他从一个被父母捧在手心、童年幸福的孩子,变成了无依无靠的孤儿。
被踢皮球一样踢到伯父吴澎家。
伯父冷漠,言语刻薄,动辄辱骂,把他当成吃白饭的累赘。
伯母陈芳心理扭曲,把生活所有的不顺与怨气都发泄在他身上,冷暴力、精神虐待、言语羞辱,甚至因为看不得他长得好看、性子安静,就一口咬定他是“变态”、“同性恋”、“丢人现眼的东西”。
最绝望的时候,他缩在狭小阴暗的储物间里,身上带着陈芳推搡时留下的淤青,肚子饿得咕咕叫,耳边还回荡着门外伯母尖利刻薄的咒骂。
他打开手机,胡乱划着屏幕,想找一点能让自己暂时逃离现实的东西。
然后,他看见了谢术。
男人站在万众瞩目的颁奖礼舞台上,一身剪裁得体的黑色西装,冷白皮,眉眼锋利,气场强大得几乎要冲破屏幕。
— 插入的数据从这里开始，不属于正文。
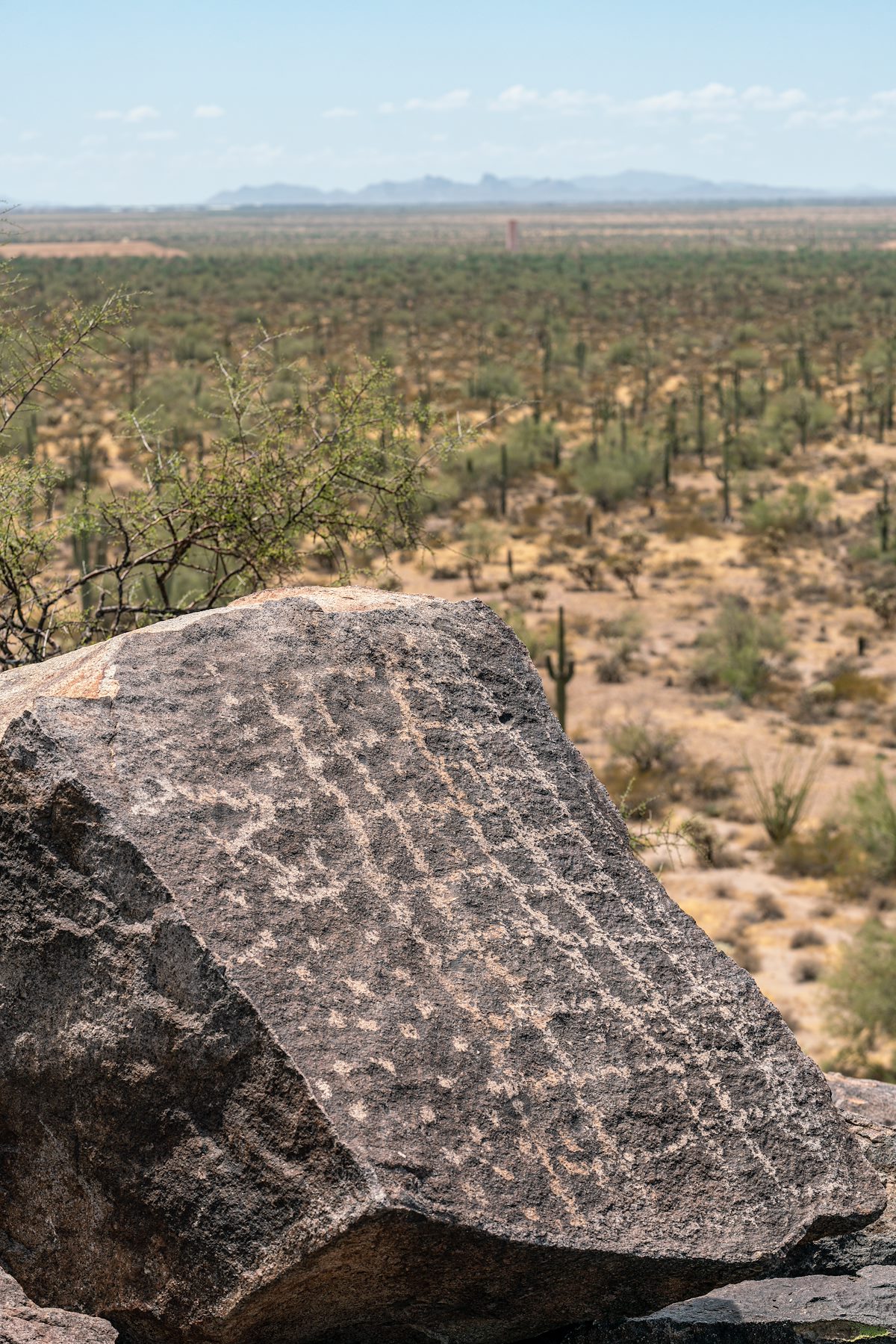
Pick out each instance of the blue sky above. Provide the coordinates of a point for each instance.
(132, 102)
没有多余的表情,没有刻意的煽情,只是安安静静站在那里,就自带光芒。
主持人问他对未来的期待,他声音低沉冷淡,只说了一句:“好好拍戏,好好唱歌,做好自己该做的事。”
干净,克制,强大,疏离。
像一株立在风雪之中的雪松,挺拔,孤高,不可侵犯。
那一瞬间,吴稔心脏像是被什么东西狠狠撞了一下。
漆黑冰冷的世界里,忽然照进了一束光。
他盯着屏幕里那张脸,盯着那道挺拔的身影,盯着那双冷淡却干净的眼睛,心里生出一个疯狂到近乎偏执的念头。
——我要他。
——我要这样一个人,为我失控。
——我要这束光,只照在我一个人身上。
从那天起,谢术就成了他黑暗人生里唯一的执念。
他拼命读书,拼命打工,拼命挣脱那个令人窒息的家,拼命往娱乐圈挤,拼命往上爬。
别人问他为什么想当演员,他笑着说喜欢演戏。
只有他自己知道,他只是想离那个人近一点,再近一点。
近到,可以站在他面前。
近到,可以亲口告诉他——
我来了。
我来要你了。
“我不怕。”吴稔缓缓开口,打断Chloe宋的担忧,声音轻却坚定,“Chloe,你帮我安排的,我不会忘。我等这一天,等了三年。”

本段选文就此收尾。